# Eheim 2213 versus 2222 for 29gal



## shewey (Jun 19, 2006)

Hi All,

I am looking for an external canister for a 29 gal and as I am a big fan of the Eheims I am thinking either a 2213 classic or the Professional 2222. The 2222 is nearly twice the price here so I am wondering if the the difference is worth it?

I have a 2026 on my 4 foot tank and absolutely love it. I find the shutoff valves when cleaning it well worth the money. About 15 years ago I had an old Eheim classic and I remember everytime I cleaned it there was a hassle with stopping the syphon and having water going everywhere etc, and then having to suck down gob fulls of tank water when trying to get it started again. Is this still true with the 2213 or are they pretty straight forward to maintain?

Thanks for your help!
Mark.


----------



## upikabu (Sep 2, 2005)

Hi Mark,

I have a 2213 in my 23g and I find it quite easy to maintain with the included double taps on both inlet and outlet. Not sure if your old model had them or not, but they do make a difference during routine maintenance as they prevent you from having to prime it manually. The only issue is when you have to clean the inlet hose and/or move it to a different tank (as I've had to do recently) - then I had to prime it manually like when it was first set up.

Cheers!


----------



## John N. (Dec 11, 2005)

Mark for a 29 gallon definately shoot for the 2213. I have two of these running on a 29 gallon and another tank of similar size. Flow rates are good, and cleaning is easy with the double tap connects that come with most eheims nowadays. The other filters is way to much, in terms of cost and power. You'll be fine using the 2213. 

-John N.


----------



## shewey (Jun 19, 2006)

Thanks for your replies John and Upikabu.

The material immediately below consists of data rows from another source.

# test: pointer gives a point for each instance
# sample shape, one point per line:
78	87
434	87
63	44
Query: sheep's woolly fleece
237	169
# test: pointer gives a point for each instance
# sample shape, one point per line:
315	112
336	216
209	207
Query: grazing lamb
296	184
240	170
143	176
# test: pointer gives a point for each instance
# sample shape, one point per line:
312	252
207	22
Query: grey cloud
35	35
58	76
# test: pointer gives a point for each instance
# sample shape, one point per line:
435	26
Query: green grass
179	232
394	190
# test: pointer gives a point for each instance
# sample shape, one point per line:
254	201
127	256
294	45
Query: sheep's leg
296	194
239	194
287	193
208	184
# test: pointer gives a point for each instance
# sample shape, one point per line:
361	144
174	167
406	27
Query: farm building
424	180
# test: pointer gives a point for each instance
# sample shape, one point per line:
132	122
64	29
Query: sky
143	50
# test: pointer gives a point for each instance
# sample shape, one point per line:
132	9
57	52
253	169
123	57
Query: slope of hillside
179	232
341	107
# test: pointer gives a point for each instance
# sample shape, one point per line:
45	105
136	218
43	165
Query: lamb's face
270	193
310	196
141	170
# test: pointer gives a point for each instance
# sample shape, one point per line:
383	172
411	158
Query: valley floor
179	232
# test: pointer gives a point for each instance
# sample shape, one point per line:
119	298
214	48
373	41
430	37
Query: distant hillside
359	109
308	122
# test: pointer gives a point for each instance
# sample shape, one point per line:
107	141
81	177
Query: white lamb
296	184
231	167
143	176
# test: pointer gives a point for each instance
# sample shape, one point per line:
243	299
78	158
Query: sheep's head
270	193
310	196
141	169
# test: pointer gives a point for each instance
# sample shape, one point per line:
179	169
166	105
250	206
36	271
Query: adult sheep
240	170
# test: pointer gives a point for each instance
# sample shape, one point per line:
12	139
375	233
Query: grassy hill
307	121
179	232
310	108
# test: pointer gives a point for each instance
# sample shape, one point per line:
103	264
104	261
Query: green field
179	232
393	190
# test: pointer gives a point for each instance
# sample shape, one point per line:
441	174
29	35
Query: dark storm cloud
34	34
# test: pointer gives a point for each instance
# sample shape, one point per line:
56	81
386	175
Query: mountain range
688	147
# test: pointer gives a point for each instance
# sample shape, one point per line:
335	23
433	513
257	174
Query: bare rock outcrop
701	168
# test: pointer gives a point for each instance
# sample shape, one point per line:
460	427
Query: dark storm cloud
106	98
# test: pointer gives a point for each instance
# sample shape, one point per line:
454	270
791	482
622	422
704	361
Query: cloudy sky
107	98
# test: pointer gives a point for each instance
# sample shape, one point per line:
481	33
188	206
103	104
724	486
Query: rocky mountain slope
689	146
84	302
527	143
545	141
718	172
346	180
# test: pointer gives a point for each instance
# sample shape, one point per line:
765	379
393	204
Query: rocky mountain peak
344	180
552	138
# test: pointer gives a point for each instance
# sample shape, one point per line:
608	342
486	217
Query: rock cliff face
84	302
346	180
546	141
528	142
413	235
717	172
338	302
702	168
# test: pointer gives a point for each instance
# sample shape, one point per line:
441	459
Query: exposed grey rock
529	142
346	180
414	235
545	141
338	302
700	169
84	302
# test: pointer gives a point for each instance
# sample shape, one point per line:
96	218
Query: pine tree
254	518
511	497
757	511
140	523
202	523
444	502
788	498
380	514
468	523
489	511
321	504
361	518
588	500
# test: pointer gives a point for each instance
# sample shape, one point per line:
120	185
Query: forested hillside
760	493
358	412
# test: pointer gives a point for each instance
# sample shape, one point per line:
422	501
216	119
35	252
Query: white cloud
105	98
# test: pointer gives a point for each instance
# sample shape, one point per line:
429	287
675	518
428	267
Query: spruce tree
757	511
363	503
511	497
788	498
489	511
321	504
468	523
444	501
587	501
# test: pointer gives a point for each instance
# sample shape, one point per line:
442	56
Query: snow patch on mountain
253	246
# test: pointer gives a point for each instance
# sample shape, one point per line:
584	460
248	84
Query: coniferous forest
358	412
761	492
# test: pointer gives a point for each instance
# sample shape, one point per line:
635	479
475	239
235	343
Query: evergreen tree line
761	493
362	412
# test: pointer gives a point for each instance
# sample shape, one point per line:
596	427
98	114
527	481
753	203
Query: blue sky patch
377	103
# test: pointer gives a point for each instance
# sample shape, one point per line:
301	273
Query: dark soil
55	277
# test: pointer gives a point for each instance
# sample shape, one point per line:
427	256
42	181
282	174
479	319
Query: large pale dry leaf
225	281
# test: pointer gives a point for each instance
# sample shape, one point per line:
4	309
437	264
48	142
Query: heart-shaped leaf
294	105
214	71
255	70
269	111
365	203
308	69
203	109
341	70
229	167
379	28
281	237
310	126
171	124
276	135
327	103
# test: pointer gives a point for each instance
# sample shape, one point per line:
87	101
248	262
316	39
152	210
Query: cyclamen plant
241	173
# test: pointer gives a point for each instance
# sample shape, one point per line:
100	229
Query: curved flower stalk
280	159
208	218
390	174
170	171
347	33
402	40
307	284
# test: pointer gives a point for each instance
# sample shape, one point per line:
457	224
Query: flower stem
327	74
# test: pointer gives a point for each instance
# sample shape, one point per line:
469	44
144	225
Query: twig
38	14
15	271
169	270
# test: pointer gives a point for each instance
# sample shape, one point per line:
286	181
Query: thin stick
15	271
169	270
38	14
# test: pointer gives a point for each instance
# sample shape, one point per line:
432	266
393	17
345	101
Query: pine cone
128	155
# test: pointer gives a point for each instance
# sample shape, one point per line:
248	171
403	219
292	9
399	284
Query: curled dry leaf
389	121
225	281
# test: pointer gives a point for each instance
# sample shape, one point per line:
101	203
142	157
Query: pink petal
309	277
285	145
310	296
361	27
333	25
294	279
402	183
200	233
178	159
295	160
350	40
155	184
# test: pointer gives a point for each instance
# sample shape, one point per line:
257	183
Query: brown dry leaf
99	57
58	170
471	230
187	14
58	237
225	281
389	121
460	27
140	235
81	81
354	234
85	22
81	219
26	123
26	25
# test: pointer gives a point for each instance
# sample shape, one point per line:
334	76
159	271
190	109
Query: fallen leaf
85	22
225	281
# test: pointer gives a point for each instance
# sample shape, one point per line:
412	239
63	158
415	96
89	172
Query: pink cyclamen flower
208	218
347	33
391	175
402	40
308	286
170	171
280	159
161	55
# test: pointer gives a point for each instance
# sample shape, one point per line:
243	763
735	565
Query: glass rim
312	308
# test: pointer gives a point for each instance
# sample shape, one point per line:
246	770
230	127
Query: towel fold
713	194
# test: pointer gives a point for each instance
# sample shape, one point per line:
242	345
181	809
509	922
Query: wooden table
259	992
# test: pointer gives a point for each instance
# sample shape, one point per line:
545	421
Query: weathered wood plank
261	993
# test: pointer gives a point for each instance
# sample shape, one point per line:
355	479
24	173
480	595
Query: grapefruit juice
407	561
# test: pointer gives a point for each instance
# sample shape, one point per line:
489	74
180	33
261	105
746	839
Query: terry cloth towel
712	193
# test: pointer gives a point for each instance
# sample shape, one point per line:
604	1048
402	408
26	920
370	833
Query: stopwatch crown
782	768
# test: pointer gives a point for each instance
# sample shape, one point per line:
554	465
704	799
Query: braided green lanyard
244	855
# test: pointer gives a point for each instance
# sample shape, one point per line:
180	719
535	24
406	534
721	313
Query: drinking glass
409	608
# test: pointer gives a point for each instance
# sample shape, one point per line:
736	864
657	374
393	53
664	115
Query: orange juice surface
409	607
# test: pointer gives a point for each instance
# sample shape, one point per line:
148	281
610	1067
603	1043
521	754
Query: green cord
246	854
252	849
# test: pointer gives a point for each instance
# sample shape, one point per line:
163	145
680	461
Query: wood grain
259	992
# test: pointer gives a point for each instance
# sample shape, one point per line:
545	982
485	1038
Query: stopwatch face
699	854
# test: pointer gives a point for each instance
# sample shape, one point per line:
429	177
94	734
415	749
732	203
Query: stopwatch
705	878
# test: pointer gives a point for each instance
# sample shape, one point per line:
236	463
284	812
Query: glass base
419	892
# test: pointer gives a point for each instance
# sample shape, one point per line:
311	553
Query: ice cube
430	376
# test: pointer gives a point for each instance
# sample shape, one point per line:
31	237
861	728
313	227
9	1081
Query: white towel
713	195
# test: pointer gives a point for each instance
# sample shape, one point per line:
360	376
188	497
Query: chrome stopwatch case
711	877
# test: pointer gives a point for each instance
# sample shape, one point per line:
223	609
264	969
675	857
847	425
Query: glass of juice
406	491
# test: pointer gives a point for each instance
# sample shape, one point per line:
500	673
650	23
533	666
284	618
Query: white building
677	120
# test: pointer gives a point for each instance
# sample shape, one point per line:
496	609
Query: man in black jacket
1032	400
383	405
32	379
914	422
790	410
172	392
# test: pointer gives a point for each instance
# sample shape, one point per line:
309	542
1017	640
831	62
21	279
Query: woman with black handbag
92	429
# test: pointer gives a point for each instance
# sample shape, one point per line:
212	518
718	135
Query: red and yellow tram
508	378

Thats a bit of peace of mind and also saves me a few dollars as well...more money to spend on plants. 

Mark.


----------



## mrbelvedere138 (Jan 18, 2006)

Why not get a 2215? I have a 2217 on my 37 and I certainly appreciate the extra power......


----------



## shewey (Jun 19, 2006)

Hi Dennis,

Don't you think the 2215 would be to much power (water flow) for a 29gal?

Mark.


----------



## dennis (Mar 1, 2004)

Mr. Belvedere is not Dennis, he just liked that quote of mine. As irony would have it tough, I am running a 2217 on my 29 gallon and find the flow not to strong. I modified my output so that it is a psuedo Lily pipe, this slows the velocity of the water (power) withough loosing any of the flow. A 2215 would be perfect for a 29 in my opinion, though I know a 2213 would work perfectly fine, I simply prefer a slightly higher flow than most. The extra flow is nice because a) I will use an inline heater in the winter and if you have an inline reactor the extra power is nice, and b) as the filter starts to get dirty the flow slows down. Having a bigger filter all ows more time between cleaning


----------



## shewey (Jun 19, 2006)

Thanks Dennis (got it right this time) 

I think I might look at the 2215, shouldn't be much more $$ and always good to have a bit more flow than you need.

Cheers,
Mark.


----------



## John N. (Dec 11, 2005)

2215 sounds good for the tank too. I find the flow with a 2213 just enough, but definately not too much. I have an additional powerhead in there for CO2 misting, so I get the extra flow from there. Going a step up to a 2215 will give you the flexibility of the extra flow without the additional powerhead. Let us know how everything works out for you.

-John N.


----------